Illegal Tender (Three Oaks Book 12) Page 5
Ian Fellowes was a typical lowland Scot, stocky and sandy-haired. He listened in silence to the story of the disaster as related by a shamefaced Elizabeth and read through the copies of the two e-mails which she had run off for him.
When she had run out of both facts and regrets, he said, ‘You can stop reproaching yourself. Older and wiser heads than yours have been taken in. I could name a few names which would surprise you but I won’t — people are sensitive about their mistakes. The fact remains that anyone, caught by an apparently routine matter in a moment of distraction, can be fooled. Fraud would be impossible otherwise. You weren’t expecting trickery so you fell for it. You’ll be more careful next time.’
‘That’s for sure,’ Elizabeth said gloomily. ‘I was in the middle of form-filling for the tax man and my first reaction was another damn form to fill in.

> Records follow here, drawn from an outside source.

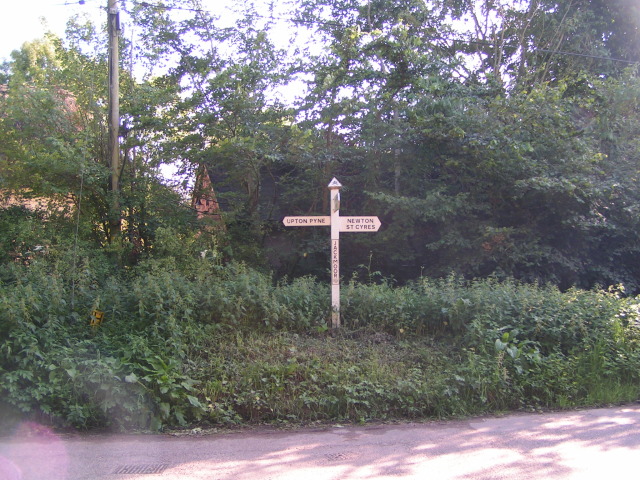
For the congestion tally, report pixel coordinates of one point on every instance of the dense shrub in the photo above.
(225, 343)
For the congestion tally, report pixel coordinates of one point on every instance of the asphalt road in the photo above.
(582, 445)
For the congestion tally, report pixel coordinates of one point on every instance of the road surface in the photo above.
(581, 445)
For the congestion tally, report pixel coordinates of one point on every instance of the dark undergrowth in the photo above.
(225, 345)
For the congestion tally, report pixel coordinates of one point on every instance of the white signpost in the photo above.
(338, 224)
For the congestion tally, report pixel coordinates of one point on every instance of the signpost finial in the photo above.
(334, 183)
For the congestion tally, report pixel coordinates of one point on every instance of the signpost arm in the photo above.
(334, 189)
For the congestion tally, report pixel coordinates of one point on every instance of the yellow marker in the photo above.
(96, 318)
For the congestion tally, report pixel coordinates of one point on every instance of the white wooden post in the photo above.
(334, 195)
(338, 224)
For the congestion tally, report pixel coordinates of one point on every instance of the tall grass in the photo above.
(227, 344)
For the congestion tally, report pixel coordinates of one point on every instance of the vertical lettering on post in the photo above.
(335, 262)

But that doesn’t obscure the fact that I’ve virtually given away the price of a good farm. What are the chances of our ever seeing the money again?’
Ian looked sad. He was one of the many officers who hated above anything else the duty of breaking bad news. ‘Not very good, I’m afraid,’ he said. ‘In fact, I wouldn’t put them higher than negligible. I’ve just come back from a course on electronic fraud. E-mail fraud came high on the agenda and this series in particular took up an hour. Yours seems to be part of the same series — the wording within the message looks identical and is the same as the one that Mr Kitts brought from Edinburgh. It’s been going on for two years now and it seems to be the work of a sophisticated person or syndicate.’

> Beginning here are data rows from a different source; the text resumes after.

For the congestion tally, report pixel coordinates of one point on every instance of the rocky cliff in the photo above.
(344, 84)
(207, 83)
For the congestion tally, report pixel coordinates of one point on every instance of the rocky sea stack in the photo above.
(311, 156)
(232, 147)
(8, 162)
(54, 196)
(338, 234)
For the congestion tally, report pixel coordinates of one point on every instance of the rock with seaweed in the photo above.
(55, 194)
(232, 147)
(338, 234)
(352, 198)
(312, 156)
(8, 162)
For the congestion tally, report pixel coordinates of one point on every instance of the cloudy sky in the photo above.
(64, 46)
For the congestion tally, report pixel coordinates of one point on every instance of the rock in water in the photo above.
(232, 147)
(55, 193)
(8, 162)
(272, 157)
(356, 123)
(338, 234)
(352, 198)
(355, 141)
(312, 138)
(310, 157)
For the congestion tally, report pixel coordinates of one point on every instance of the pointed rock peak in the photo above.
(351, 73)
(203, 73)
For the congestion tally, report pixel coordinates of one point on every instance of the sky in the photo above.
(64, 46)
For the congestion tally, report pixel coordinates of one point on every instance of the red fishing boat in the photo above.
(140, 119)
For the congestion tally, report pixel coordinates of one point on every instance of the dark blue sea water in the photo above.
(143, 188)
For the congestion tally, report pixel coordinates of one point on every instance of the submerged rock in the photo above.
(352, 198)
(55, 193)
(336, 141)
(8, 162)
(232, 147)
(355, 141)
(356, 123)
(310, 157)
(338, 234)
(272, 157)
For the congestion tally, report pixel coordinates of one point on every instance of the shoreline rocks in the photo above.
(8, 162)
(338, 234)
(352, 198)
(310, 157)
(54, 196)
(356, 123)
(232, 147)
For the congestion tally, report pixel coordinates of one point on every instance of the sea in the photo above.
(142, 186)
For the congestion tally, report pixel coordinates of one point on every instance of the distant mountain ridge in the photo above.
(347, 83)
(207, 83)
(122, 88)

‘Sophisticated, but not wholly familiar with the English language,’ I suggested.
‘That tends to be less noticeable in the Americas,’ Ian pointed out. ‘They operate almost entirely over the phone lines. The British end of the investigation is in the hands of the Serious Fraud Office and they’re in touch with police forces throughout the civilized world, but it all takes time during which tracks can be covered. Look at it this way. In Britain at least, anyone can open a bank account over the phone. You give a name, get a password and a code number and that’s about it. You deposit a sum of money in it and arrange for the Internet accounts to be paid by direct debit. You never touch that account again.’
He stirred the two pages with his finger. ‘You send out these e-mails from anywhere and pick up the replies ditto. There’s no law against adopting ‘CompuServe at Something-or-other’ as your e-mail address. There should be, but there isn’t. And you’d think that somebody at the Internet would insert a program to screen out such obvious attempts at fraud in the name of one or other of the service providers, but they haven’t yet although I understand that it’s in hand. Right, then. You set up a dozen other bank accounts — many more than a dozen in the States, where large transactions have to be reported — and use the BACS to transfer money from the account of anyone rash enough to respond.’

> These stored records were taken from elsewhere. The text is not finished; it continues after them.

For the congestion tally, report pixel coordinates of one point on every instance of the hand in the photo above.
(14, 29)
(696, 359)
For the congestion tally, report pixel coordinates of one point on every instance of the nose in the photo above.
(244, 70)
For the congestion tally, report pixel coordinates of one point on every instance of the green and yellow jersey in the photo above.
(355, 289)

‘What’s the BACS?’ Elizabeth asked him, frowning. ‘Something to do with the Internet?’
Ian looked stumped for the moment. Evidently his course had not been as thorough as he was making out. I decided to help him. ‘Nothing to do with the Internet,’ I said. ‘It’s your telephone banking. The initials stand for Bank Automated Clearing System, if that’s of any interest. In Britain there’s an office block full of computers — in Reading, I think.’
Ian tried to look as though he had known all along. ‘Thank you,’ he said.
‘These people have to come out of the shadows and make contact with the money at some point,’ I pointed out.
Ian nodded. ‘Using the same system, they’ll move the money around — probably to somewhere like the Cayman Islands, which is where a lot of the drugs money gets laundered. Then, at the British end, it probably comes back to the Channel Islands and gets translated into something portable — bearer bonds or certificates of ownership of gold. It could be drugs or gemstones. It takes time to follow up such transactions that far. It can be done but it always turns out to be a waste of time. The Serious Fraud Office is constantly tracking these movements in the hope that they’ll make a mistake at that point and leave a trail that continues onward, but it hasn’t happened yet. Maybe it never will. The portable assets get brought ashore in a suitcase and re-deposited.’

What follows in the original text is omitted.